“Morning.”
“Thank you for staying last night.” I had several drinks, but I wasn’t drunk by any means. I very much remember everything that happened.
The feeling of dread I felt when he was about to leave feels as real right now as it did last night. The thought of being alone made my throat feel impossibly tight.
His face remains serious as he laces his fingers through mine.
“The quiet can feel too loud sometimes.” I shake my head, but Wyatt is nodding along like he gets it.
“The silence leaves too much empty space for your brain to be extra loud,” he says, tracing his thumb over the side of my hand.
My eyes widen slightly at the realization of how perfectly he just put the feeling into words. “Exactly.”
He lets out a deep breath. “Our house was really loud when I was growing up, and not in a good way. Yelling. Walls getting punched. You get the picture.”
I nod because I don’t want to interrupt something that I’m sure isn’t easy for him to talk about.
“Kane’s house was noisy, too, but in a good way. Laughter. I-love-yous. Music.” He smiles, clearly lost in memories. “That became my solace and beacon of hope. Little bits of silence are good for anyone, but too much and my mind races with a million different things that I usually don’t have control over.”
I blink slowly, processing everything he said. “You guys have all known each other for a long time.”
He nods against the pillow. “Since kindergarten.”
“Wow. No wonder you’re all as close as you are.”
“I have two brothers, not just one.” His face is dead serious when he says it.
I’ve seen it in the way they interact, but Wyatt doesn’t feel any differently about Kane than he does about Linc.
“Family can look a lot of different ways,” I say.
He nods again and smiles. “Kane’s parents are more like mine and Linc’s mom and dad than our birth parents. I owe the two of them everything. I wouldn’t be who I am today without their love and support over the years.”
My heart warms at the softness in his eyes when he talks about them. “They sound like wonderful people.”
“They really, really are.” He pulls our intertwined hands up to his face and kisses the back of my hand. Tingles skitter down my arm.
We can’t be more than friends, but I want more. The way his eyes are boring into me makes me want far more than I should.
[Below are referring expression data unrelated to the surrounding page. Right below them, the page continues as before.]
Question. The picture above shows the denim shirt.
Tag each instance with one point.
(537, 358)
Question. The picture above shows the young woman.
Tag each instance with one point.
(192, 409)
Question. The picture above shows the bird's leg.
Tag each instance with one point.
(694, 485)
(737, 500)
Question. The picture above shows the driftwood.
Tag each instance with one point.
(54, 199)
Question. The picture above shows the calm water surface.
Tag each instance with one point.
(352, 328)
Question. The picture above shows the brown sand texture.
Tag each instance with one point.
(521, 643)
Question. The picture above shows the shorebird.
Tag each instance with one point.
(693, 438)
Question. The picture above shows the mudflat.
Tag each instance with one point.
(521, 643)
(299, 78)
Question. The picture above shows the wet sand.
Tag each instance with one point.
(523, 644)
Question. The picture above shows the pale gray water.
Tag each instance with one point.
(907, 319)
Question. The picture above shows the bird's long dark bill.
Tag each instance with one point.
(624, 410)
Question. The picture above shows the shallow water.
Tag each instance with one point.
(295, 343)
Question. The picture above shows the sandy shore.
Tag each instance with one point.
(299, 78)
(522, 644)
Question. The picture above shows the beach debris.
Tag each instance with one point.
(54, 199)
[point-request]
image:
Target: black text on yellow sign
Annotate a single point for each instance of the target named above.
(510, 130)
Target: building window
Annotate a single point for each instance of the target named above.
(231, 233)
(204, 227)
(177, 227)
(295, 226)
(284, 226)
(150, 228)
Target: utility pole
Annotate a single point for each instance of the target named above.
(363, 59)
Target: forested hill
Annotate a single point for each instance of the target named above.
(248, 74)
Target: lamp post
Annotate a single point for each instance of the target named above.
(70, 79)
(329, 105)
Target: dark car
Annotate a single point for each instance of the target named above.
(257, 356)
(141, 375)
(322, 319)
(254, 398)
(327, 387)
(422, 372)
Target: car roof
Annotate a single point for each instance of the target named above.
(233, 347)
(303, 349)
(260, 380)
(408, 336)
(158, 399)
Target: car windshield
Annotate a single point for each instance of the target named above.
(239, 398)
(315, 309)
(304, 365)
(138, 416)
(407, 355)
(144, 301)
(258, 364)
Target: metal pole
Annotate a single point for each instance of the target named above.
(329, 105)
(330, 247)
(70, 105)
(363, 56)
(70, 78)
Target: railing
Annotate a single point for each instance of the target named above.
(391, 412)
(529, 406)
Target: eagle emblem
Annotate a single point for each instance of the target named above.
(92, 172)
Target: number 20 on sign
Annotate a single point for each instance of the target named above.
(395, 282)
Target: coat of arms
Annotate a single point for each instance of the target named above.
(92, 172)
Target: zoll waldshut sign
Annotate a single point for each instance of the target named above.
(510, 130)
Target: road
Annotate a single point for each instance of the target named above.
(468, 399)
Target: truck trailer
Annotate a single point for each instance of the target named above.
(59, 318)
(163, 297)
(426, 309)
My resolve is cracking, and I don’t know how much longer I’m going to be able to fight this.Any of it.
All I want to do is kiss his perfect lips. His eyes move to my mouth and back to my eyes. Obviously, his mind is in the same crazy town as mine.
“We shouldn’t,” I say. The words are barely audible because I can’t bring myself to say them any louder. I don’t want to say them at all.
“Friends can kiss and not have it be a big deal.”
I open my mouth but quickly shut it. I could make a retort, but I really don’t want to. I want to just say fuck it and let the chips fall where they may.
He must see the moment I give in. His hand gently slides up my arm until he’s cupping the side of my face. He leans in ever so slowly, his face less than an inch away.
“I’ve wanted to kiss you since the moment my lips left yours last time.”
A shiver moves through me at his words alone. “Me too.”
His fingers slide into the hair at the back of my neck as his lips press against mine. My whole body lights up from the first moment of contact. The kiss is slow and sensual, but the need building inside of me demands more.
My arms wrap around him, my hand sliding over the contoured planes of his back. I revel in every dip and curve of muscle I feel. He lets out a breathy moan that I swallow up with another kiss.